À Edgewater, dans le New Jersey, une résidence a trouvé une solution radicale pour lutter contre les propriétaires de chiens négligents : l’analyse ADN des excréments. L’objectif ? Identifier les contrevenants et les inciter à ramasser les déjections de leurs animaux.
La communauté de copropriétaires Hudson Harbour a mis en place un système de profilage génétique canin, en collaboration avec l’entreprise Pooprints.

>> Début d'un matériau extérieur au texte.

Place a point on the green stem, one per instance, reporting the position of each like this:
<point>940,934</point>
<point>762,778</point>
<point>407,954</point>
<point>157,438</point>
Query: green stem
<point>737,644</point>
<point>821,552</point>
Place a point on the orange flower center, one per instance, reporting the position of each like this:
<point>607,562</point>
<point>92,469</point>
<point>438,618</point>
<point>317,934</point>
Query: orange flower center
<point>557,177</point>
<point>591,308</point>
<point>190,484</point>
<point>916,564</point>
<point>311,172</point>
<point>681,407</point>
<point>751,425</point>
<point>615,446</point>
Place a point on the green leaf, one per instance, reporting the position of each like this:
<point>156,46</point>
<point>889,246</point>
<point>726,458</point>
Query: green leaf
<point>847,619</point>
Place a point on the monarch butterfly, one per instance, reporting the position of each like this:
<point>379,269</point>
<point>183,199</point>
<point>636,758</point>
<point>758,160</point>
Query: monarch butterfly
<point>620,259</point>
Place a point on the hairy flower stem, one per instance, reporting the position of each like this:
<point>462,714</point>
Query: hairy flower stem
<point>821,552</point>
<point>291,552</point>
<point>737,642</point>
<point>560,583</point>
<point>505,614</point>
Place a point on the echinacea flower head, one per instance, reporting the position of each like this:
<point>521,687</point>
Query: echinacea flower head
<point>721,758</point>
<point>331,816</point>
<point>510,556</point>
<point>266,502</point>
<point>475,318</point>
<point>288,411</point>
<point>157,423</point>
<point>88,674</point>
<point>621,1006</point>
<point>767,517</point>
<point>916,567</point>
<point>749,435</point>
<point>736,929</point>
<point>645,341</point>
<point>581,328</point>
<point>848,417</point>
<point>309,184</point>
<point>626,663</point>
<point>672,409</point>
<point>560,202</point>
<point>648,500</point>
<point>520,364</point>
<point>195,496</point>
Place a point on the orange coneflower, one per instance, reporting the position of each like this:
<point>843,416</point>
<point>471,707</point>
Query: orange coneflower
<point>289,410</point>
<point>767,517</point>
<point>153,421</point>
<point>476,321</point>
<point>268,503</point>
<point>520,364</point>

Chaque chien résidant dans l’immeuble doit désormais faire prélever un échantillon de salive, permettant de créer une base de données ADN. Lorsque des excréments sont retrouvés sans avoir été ramassés, ils sont collectés et envoyés au laboratoire de Pooprints pour identification.
« C’est un peu comme un test COVID pour chien », explique Christina Ortiz, la gestionnaire immobilière. « Ils ont tout un laboratoire et maintiennent une base de données ADN pour chaque animal du bâtiment. » Ortiz est chargée de collecter les échantillons de déjections à l’aide d’un kit fourni par Pooprints, prélevant un petit échantillon avec un écouvillon en plastique et l’expédiant au laboratoire dans un sac de biosécurité.
Les propriétaires de chiens pris en flagrant délit s’exposent à une amende de 250 $ (environ 230 €). Mike Gordon, résident de la communauté avec son Cavapoo Eggsy, estime que c’est un prix à payer pour maintenir la propreté des lieux. « Cela ne me dérange pas, au contraire, je serais même favorable à une amende plus élevée », affirme-t-il. « On croise encore des personnes qui laissent des déjections derrière elles. »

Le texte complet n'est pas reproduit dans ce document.